どんな本を子どもに手渡すか

デンマークの子ども図書館で働いていてよくあることのひとつに、保護者から、子どもが何を読んだら良いかわからないのでおすすめの本を紹介してほしいと依頼されることがある。ところがしばらく話を聞いていくと、保護者の中に既にどんな本であるべきかのイメージがあったり、あるいは本棚へ案内すると、保護者自身が子どもの頃に好きだった本を見つけてしまい、それを子どもに勧め始めるということもある。そういう本は装丁が古かったり、言葉遣いや時代背景が今の時代と合っていなかったりすることも多く、そうなると子どもはあまり乗り気にならない。親からすると、自分が子どもの頃にはまってとても面白かった本だからこそ、自分の子どもにもぜひ読んでほしいと力が入ってしまうのだけれど、そういう本が子どもに受け入れられることは、私の経験ではあまり多くはない。もちろん本自体に問題はないし、古くても長年愛されているから本棚に残っているわけで、良い本であることはたしかだ。そんな時私が思うのは、その本が良書であるかどうかより、今その本を手にしている子ども本人が、その本を読みたいと思うかどうかが一番大切だし、尊重されなくてはいけないということだ。

良書を子どもに読んでほしい、読ませたいと願うことは、本好きな大人なら自然なことだと思う。でも子どもに本を手渡す仕事をしていて思うのは、子どもといえども好みがあるので、それを尊重してあげないと良い読書体験にはつながらないということだ。子ども一人ひとりが、今、この瞬間に読んでみたいと思える本、あるいはそれになるだけ近い本と出会えることが、今後、読書を楽しいものとして続けられるかにとても影響していると思う。これは特にあまり読書をしない子どもについて言えることで、読書をしない子どもに、良書だからと半ば強引に本を勧めると、かえって逆効果になる。

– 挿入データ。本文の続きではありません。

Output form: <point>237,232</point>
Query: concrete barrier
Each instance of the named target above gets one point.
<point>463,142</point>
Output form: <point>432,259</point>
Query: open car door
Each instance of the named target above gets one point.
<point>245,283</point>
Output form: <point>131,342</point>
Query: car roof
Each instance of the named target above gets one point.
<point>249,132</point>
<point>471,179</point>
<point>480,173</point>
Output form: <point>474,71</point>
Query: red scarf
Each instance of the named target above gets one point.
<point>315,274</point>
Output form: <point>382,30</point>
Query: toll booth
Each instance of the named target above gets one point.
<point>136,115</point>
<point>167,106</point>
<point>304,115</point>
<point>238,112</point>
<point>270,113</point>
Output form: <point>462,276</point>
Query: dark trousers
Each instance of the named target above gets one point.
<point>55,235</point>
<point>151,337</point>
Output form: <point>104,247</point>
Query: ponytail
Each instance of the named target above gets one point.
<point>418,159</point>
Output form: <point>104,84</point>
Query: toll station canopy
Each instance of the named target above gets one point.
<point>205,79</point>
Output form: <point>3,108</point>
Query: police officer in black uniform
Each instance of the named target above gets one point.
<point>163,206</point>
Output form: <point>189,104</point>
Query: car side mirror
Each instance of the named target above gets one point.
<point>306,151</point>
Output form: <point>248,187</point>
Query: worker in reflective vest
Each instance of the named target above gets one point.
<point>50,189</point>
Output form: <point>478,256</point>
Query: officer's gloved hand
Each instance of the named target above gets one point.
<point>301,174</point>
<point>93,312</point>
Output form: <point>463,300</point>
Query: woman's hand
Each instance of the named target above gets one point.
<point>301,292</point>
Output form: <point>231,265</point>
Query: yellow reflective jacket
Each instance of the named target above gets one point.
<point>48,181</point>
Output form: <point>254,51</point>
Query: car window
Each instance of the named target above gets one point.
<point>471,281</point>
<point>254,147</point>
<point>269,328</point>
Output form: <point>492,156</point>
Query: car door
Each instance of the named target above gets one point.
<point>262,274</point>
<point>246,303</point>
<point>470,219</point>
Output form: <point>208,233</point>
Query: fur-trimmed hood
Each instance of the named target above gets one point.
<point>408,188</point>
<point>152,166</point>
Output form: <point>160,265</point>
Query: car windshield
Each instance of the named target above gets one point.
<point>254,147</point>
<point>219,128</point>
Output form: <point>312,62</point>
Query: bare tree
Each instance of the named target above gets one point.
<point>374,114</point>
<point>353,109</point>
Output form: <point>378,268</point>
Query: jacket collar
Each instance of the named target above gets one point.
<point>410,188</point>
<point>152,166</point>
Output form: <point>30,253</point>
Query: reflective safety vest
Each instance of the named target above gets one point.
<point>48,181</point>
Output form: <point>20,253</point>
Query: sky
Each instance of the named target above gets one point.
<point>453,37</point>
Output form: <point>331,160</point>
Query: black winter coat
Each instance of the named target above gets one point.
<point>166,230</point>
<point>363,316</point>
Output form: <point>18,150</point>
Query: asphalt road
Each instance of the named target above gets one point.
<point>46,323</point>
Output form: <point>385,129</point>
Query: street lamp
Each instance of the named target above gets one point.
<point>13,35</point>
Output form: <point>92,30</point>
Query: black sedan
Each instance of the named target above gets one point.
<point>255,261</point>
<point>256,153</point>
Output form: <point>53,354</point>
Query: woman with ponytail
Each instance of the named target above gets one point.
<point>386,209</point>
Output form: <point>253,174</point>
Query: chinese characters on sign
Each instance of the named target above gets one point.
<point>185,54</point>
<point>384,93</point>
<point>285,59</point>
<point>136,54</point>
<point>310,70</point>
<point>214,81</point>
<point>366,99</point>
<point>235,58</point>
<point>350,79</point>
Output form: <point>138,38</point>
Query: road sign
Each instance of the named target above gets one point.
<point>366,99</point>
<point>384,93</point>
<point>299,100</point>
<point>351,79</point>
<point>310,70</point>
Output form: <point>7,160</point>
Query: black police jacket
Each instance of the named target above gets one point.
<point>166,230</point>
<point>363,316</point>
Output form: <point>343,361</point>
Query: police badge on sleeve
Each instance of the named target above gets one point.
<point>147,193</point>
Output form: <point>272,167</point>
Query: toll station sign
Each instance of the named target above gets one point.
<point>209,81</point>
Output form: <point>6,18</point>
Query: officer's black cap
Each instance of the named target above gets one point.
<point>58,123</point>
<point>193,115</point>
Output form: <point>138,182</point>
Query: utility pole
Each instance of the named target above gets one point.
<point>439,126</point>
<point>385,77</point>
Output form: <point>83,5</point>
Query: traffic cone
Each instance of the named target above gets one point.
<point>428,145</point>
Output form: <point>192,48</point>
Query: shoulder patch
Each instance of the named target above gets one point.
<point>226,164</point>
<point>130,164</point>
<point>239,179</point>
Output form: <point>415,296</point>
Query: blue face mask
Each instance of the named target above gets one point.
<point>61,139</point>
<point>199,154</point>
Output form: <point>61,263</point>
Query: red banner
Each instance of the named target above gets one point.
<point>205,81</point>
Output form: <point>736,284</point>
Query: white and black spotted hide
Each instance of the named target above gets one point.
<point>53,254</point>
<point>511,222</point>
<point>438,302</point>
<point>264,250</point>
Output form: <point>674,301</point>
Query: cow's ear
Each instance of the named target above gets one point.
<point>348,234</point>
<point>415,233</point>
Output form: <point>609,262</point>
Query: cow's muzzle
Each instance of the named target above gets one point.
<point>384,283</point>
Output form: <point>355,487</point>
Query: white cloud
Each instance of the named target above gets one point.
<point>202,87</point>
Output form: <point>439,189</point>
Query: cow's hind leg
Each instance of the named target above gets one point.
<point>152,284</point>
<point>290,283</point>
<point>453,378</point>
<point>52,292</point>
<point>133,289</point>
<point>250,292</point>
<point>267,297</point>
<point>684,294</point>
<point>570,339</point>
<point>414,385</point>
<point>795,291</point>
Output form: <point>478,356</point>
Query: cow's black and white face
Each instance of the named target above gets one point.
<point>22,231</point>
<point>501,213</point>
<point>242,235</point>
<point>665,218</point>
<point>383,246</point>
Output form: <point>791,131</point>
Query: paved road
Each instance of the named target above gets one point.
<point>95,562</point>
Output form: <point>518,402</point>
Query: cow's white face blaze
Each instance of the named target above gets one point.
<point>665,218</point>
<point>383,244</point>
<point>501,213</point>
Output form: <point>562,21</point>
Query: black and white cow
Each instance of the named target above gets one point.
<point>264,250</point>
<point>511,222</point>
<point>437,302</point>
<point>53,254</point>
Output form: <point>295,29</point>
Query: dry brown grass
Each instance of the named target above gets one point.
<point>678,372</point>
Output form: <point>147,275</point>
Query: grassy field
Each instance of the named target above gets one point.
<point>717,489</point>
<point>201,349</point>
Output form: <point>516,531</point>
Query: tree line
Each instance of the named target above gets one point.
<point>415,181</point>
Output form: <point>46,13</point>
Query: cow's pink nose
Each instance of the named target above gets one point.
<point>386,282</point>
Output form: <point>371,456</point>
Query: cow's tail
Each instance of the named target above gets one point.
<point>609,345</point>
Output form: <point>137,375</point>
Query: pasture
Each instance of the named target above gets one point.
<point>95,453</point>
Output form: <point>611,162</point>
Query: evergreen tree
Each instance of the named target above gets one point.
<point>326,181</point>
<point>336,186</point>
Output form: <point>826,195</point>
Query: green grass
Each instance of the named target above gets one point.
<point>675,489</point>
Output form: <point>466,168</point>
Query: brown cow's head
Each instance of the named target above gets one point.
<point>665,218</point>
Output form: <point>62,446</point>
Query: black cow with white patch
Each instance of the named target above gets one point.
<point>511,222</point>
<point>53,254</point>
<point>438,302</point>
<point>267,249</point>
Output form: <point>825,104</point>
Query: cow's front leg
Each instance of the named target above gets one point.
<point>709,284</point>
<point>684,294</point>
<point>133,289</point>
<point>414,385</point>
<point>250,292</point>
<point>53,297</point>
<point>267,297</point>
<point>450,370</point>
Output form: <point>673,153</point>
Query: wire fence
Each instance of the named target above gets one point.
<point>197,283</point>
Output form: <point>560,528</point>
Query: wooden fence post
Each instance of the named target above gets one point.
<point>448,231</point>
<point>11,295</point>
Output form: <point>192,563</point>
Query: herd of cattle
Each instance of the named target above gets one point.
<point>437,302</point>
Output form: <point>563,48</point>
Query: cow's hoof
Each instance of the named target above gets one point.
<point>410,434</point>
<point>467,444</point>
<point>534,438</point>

本を自分で選べない子を助ける時、私はなるべくその子と対話しながら、楽しかった読書体験を聞き出すようにしている。どんな本が面白かったか、どんなジャンルの本が好きか、そういった対話の中で、なるべく楽しかった本に近いものや、面白かった本の作者の本を探し提案してみる。そしてもしその本を10ページほど読んでみて、あまり気が進まなかったら、また違う本を探しにおいでと付け加えるようにもしている。また、学校図書館でも、友だちから勧められたから読んでみたいと、具体的な本を探しに来た子には、全力でその本を探すし、ないときは他の図書館から取り寄せてでもその子に手渡すようにしている。それは、その子の「読みたい」という気持ちが楽しい読書の根底になるものであり、そういった経験が読書を続けていくためには不可欠なものだと思っているから。読めと言われた本を、苦痛を感じながら読むことほど悲しい読書はない。読んでいて面白い!と感じる本と出会えれば、その本は、その子に次の本への橋渡しをしてくれる。面白いという読書体験ができれば、たとえ大人から見たらくだらないものだったり、大した内容ではないと思えるものでも、読書は次へとつながっていく。そうしながら少しずつ読書の幅が広がるのではないかと思いながら、日々子どもたちに本を手渡している。